Search code examples
rdata-miningtext-miningtm

Self-conflicting stopwords in R tm text mining


I'm in the process of cleaning up data for text mining. This involves removing numbers, punctuation, and stopwords (common words that would just be noise in the data mining), and later doing word stemming.

Using the tm package in R, you can remove stopwords, for example using tm_map(myCorpus, removeWords, stopwords('english')). The tm manual itself demonstrates using stopwords("english")). This word list contains contractions such as "I'd" and "I'll", as well as the very common word "I":

> library(tm)
> which(stopwords('english') == "i")
[1] 1
> which(stopwords('english') == "i'd")
[1] 69

(Text is assumed to be lowercase before removing stopwords.)

But (presumably) because "i" comes first in the list, the contractions are never removed:

> removeWords("i'd like a soda, please", stopwords('english'))
[1] "'d like  soda, please"

A quick hack is to reverse the wordlist:

> removeWords("i'd like a soda, please", rev.default(stopwords('english')))
[1] " like  soda, please"

Another solution is to find/make a better wordlist.

Is there a better/correct way to use stopwords('english')?


Solution

  • The problem here comes from the underdetermined work flow made possible by the tools you are using.
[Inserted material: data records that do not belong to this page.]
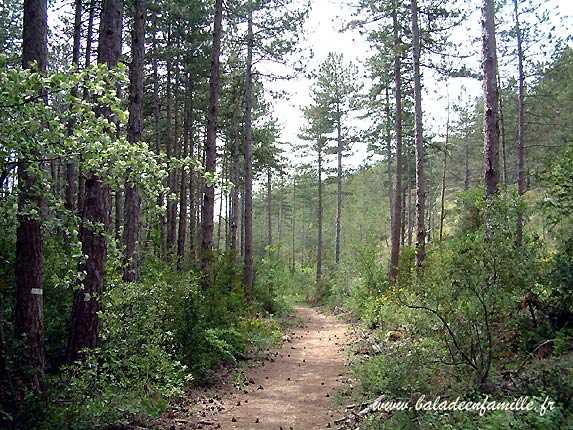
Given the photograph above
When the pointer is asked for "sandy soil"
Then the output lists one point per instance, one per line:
(293, 389)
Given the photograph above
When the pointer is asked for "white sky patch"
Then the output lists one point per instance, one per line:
(323, 36)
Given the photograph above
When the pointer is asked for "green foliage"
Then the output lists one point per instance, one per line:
(460, 326)
(134, 373)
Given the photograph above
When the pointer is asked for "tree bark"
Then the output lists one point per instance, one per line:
(396, 228)
(491, 103)
(29, 276)
(157, 134)
(389, 158)
(208, 204)
(171, 175)
(339, 183)
(87, 63)
(71, 166)
(248, 177)
(319, 224)
(132, 207)
(84, 326)
(443, 189)
(182, 231)
(235, 190)
(520, 127)
(504, 177)
(269, 207)
(410, 212)
(420, 180)
(293, 222)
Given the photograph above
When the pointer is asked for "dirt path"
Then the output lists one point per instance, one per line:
(294, 389)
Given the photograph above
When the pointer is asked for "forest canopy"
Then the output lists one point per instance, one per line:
(156, 223)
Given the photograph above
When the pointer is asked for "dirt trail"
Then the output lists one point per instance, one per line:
(295, 389)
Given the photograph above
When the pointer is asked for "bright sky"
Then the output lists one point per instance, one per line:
(323, 36)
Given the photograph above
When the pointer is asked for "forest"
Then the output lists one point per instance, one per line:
(159, 222)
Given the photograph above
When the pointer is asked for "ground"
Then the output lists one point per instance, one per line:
(294, 388)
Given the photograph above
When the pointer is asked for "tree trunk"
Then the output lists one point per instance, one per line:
(171, 175)
(319, 224)
(208, 204)
(520, 127)
(339, 183)
(420, 180)
(280, 225)
(221, 199)
(443, 189)
(491, 103)
(84, 326)
(269, 207)
(71, 167)
(410, 212)
(132, 208)
(29, 276)
(118, 209)
(182, 231)
(87, 63)
(157, 133)
(389, 157)
(504, 177)
(467, 165)
(235, 190)
(293, 223)
(248, 195)
(395, 252)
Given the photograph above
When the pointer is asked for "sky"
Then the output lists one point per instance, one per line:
(323, 36)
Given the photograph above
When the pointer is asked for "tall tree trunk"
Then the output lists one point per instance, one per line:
(192, 196)
(339, 183)
(431, 204)
(319, 224)
(280, 225)
(467, 165)
(170, 149)
(235, 190)
(182, 231)
(84, 326)
(521, 126)
(248, 195)
(87, 63)
(443, 189)
(389, 157)
(491, 103)
(132, 208)
(504, 177)
(293, 222)
(269, 207)
(118, 209)
(157, 134)
(208, 204)
(410, 211)
(28, 307)
(395, 252)
(420, 180)
(221, 199)
(71, 166)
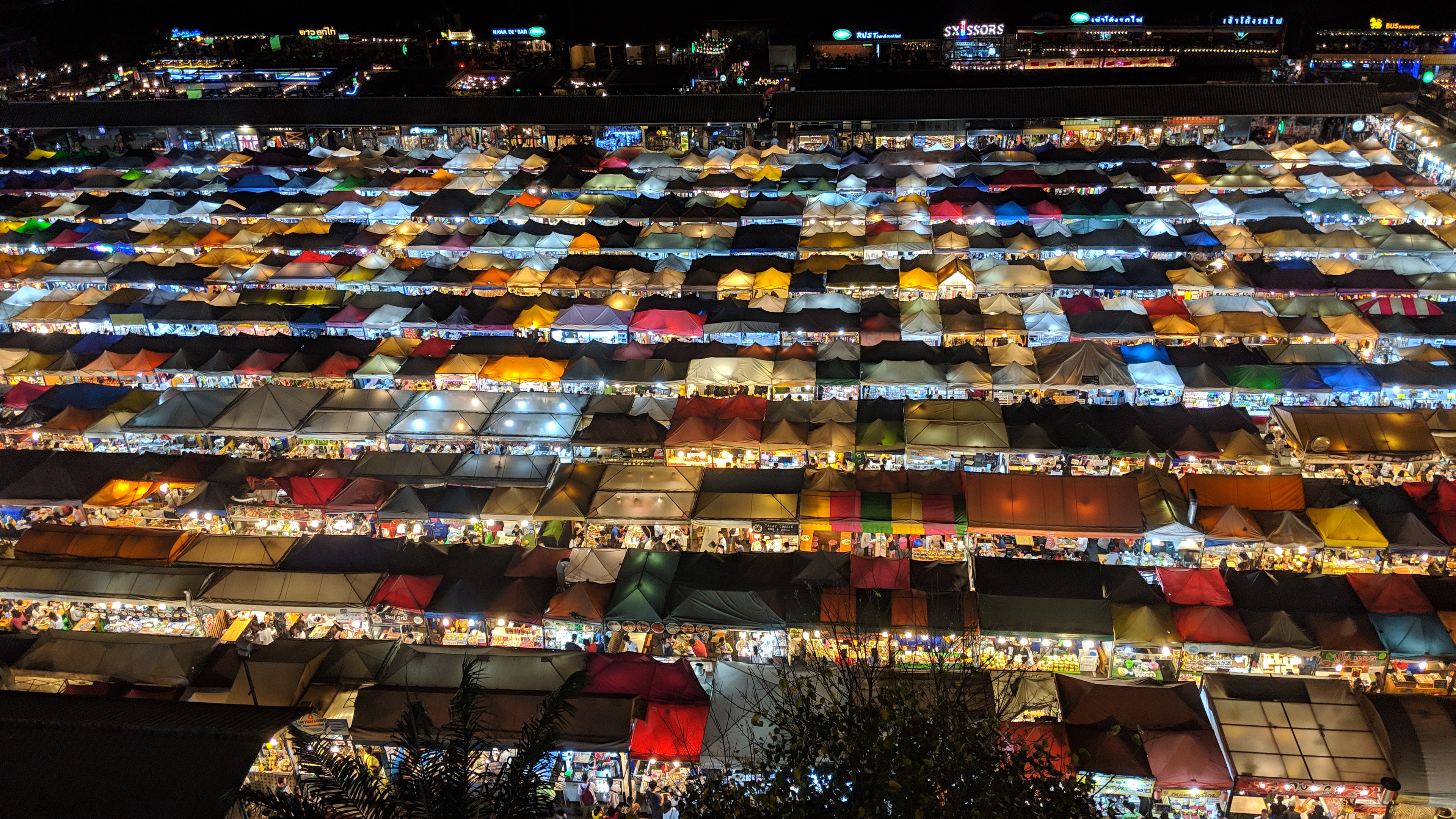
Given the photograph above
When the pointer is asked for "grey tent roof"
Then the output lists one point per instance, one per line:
(146, 659)
(324, 592)
(235, 550)
(484, 470)
(101, 582)
(270, 409)
(181, 410)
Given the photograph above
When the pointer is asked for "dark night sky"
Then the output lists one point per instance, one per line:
(78, 28)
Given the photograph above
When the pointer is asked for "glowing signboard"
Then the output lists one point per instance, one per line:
(976, 30)
(1107, 19)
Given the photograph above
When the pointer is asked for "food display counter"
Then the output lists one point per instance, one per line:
(1039, 655)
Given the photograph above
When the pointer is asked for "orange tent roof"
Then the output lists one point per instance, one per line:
(1248, 492)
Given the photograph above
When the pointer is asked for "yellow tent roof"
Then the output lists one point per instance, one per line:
(121, 493)
(523, 369)
(309, 226)
(918, 280)
(772, 280)
(1347, 527)
(537, 317)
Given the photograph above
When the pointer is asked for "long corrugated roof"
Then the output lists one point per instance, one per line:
(388, 110)
(1216, 100)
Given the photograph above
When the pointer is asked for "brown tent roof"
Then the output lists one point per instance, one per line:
(102, 543)
(1053, 505)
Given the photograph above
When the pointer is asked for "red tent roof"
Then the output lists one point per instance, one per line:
(670, 734)
(644, 677)
(1390, 594)
(1194, 586)
(1187, 760)
(669, 323)
(22, 394)
(407, 592)
(1219, 626)
(312, 492)
(946, 210)
(363, 494)
(433, 349)
(1165, 307)
(879, 573)
(261, 363)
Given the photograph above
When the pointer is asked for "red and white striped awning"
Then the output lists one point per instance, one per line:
(1398, 307)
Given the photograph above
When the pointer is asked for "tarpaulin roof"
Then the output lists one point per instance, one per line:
(1295, 728)
(599, 723)
(206, 750)
(143, 659)
(1210, 626)
(1419, 734)
(1046, 505)
(101, 543)
(1414, 634)
(1194, 586)
(1390, 594)
(1132, 704)
(582, 602)
(644, 677)
(1031, 617)
(1187, 760)
(1147, 627)
(670, 732)
(643, 586)
(1333, 432)
(292, 591)
(1248, 492)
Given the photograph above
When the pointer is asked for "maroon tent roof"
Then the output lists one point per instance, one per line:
(1219, 626)
(1194, 586)
(1390, 594)
(644, 677)
(1142, 703)
(1187, 760)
Simply put, removing stop words means filtering tokens, but the text you are removing the stop words from has not yet been tokenized.

    Specifically, the i is removed from i'm because the tokeniser splits on the apostrophe. In the text analysis package quanteda, you are required to tokenise the text first and only then remove features based on token matches. For instance:

    require(quanteda)
    removeFeatures(tokenize("i'd like a soda, please"), c("i'd", "a"))
    # tokenizedText object from 1 document.
    # Component 1 :
    # [1] "like"   "soda"   ","      "please"
    

    quanteda also has a built-in list of the most common stopwords, so this works too (and here, we have also removed punctuation):

    removeFeatures(tokenize("i'd like a soda, please", removePunct = TRUE),
                   stopwords("english"))
    # tokenizedText object from 1 document.
    # Component 1 :
    # [1] "like"   "soda"   "please"
    

    In my opinion (biased, admittedly, since I designed quanteda) this is a better way to remove stopwords in English and most other languages.

    Update Jan 2021, for a more modern version of quanteda

    require("quanteda")
    ## Loading required package: quanteda
    ## Package version: 2.1.2
    
    tokens("i'd like a soda, please") %>%
      tokens_remove(c("i'd", "a"))
    ## Tokens consisting of 1 document.
    ## text1 :
    ## [1] "like"   "soda"   ","      "please"
    
    # or using the stopwords list and removing punctuation
    tokens("i'd like a soda, please", remove_punct = TRUE) %>%
      tokens_remove(stopwords("en"))
    ## Tokens consisting of 1 document.
    ## text1 :
    ## [1] "like"   "soda"   "please"
    

    Created on 2021-02-01 by the reprex package (v1.0.0)